Faculty Members Caroline Bagenal and Julia Shepley in the Boston Globe

August 4, 2010

Season for living and color
Works show off prisms where nature, art meet

By Cate McQuaid
Globe Correspondent / July 28, 2010

Summer gathering
Group shows are a staple in summertime. A light-hearted one at Boston Sculptors Gallery, “On/Of/Like/About Paper,’’ offers artists who usually work in three dimensions an opportunity to delve into paper and all its qualities: flatness, translucence, texture, pulpiness, ability to fold and take up space.

Leslie Wilcox’s wonderful lineup of 2-foot-tall sculptures made of heavyweight paper, each painted a buzzing tone, reminded me of deciding whom to talk to at a party: the carefully pleated one, the audaciously twisted one, the one that appears on the verge of toppling over? (Maybe not the last.)

Another party is evoked in Mary Sherman’s “At Heart, Spike Jones,’’ a Rube Goldberg-type contraption made of boxes suspended at different heights.

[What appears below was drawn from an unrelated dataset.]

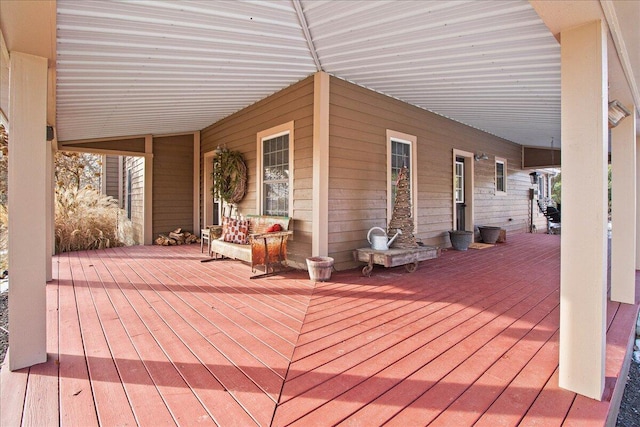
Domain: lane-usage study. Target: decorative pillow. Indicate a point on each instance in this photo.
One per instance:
(274, 227)
(236, 231)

Push a big blue button and a jaunty Jones tune plays. In one box, a turntable spins a cocktail glass; in another, a splatter painting rotates to a blur. Text encourages visitors to take a paper coaster with them and pass it on, sharing the art, sharing the party.

Hannah Verlin’s “Soak’’ installation looks like a ritual site. Wax bowls hang over a sheet of salt-covered paper. Ink in each bowl eats through the bottom and begins to drip out, splattering the paper and getting absorbed by the salt. The piece is all pristine white except for the ink, and beautifully conveys erosion and time passing. Caroline Bagenal has elegantly pieced together concentric paper circles in the simple “Cut Tree Rings.’’ Julia Shepley’s drawings in thread, shadow, and ink sandwiched between arcs of glass and mylar pull you in with delicate intimacy.